Dunleavy talked about his fiscal plan for Alaska and what the state has to offer to the rest of the nation during a roughly 45-minute speech.
People in the Lower 48, Dunleavy told the crowd, tend to think of Alaska as “a cold place with a lot of oil. It’s true but it’s only a sliver of the real story.”
Alaska is unique, Dunleavy said, in that it’s a place where, “you can open a business complete with all the benefits and protections of a first-world system of governance, America, yet at the same time have access to vast, untapped natural resources that simply don’t exist outside the third world.”
Dunleavy then ran through a brief explanation of the the state’s current fiscal situation, what the governor referred to as a financial meltdown and an unmitigated crisis.
“When some of our state’s big spending politicians decided to ignore (the) warnings, I exercised my vetoes powers to cut $650 million,” Dunleavy said. “It was the largest budget reduction in the state’s history and a critical step in getting Alaska back on track.”
In July, Dunleavy vetoed $409 million coupled with $270 million already approved by the legislature for a total of nearly $680 million in cuts.
“My critics predicted doomsday,” Dunleavy said. “But they couldn’t be more wrong.”
The governor went on to say the state’s recession was coming to an end, and the state’s GDP had increased.
But while state economists agree a recession is ending, they say that process began before Dunleavy took office.
“We’ve been growing since October 2018,” said Dan Robinson, chief of labor research and analysis at the Department of Labor and Workforce Development. Though he added there are parts of the state, such as Anchorage and Southeast which are still having ups and downs.
Robinson also said it’s difficult to identify the cause of what it causing growth or recession because of the high number of contributing factors in an economy. It’s much more natural for an economy to be growing than not growing, Robinson said.

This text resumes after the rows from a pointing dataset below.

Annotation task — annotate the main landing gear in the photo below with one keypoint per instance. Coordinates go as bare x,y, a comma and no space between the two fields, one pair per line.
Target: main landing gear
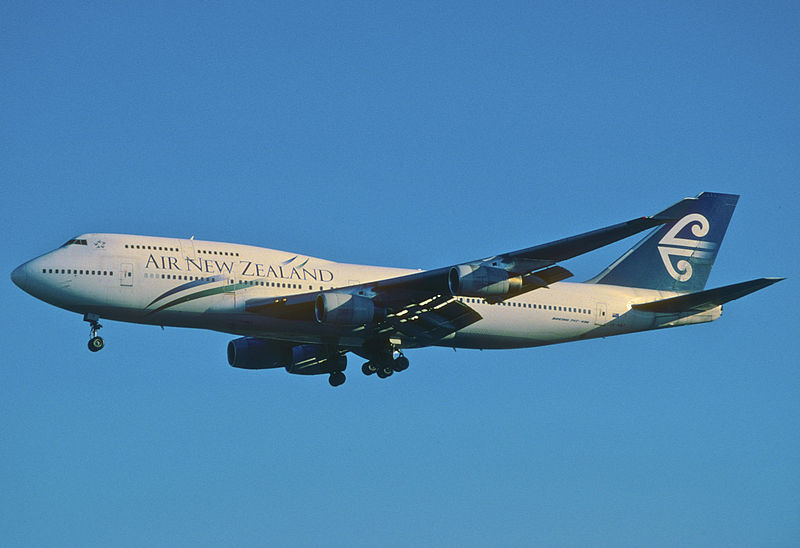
385,366
338,365
95,342
337,378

Dunleavy also gave glowing predictions for Alaska’s economic future. The state’s proximity to trade in the Asia Pacific region and natural resources contained a lot of potential for economic growth, Dunealvy said.
But there was still the matter of the state’s finances. Dunleavy maintained he was intent on reining in the state budget, as were Alaskans.
“These aren’t just my priorities,” Dunleavy said in reference to his budget released Dec. 11, “they’re Alaskan priorities.”
Americans are too comfortable will deficit spending, he said, blaming influence from Washington, D.C. for creating a culture to spend when there wasn’t money to do so.
“Eventually the chickens are going to come home to roost in some form or fashion,” Dunleavy said. “I decided that I cared so much about the state that I was willing to tackle these difficult issues.”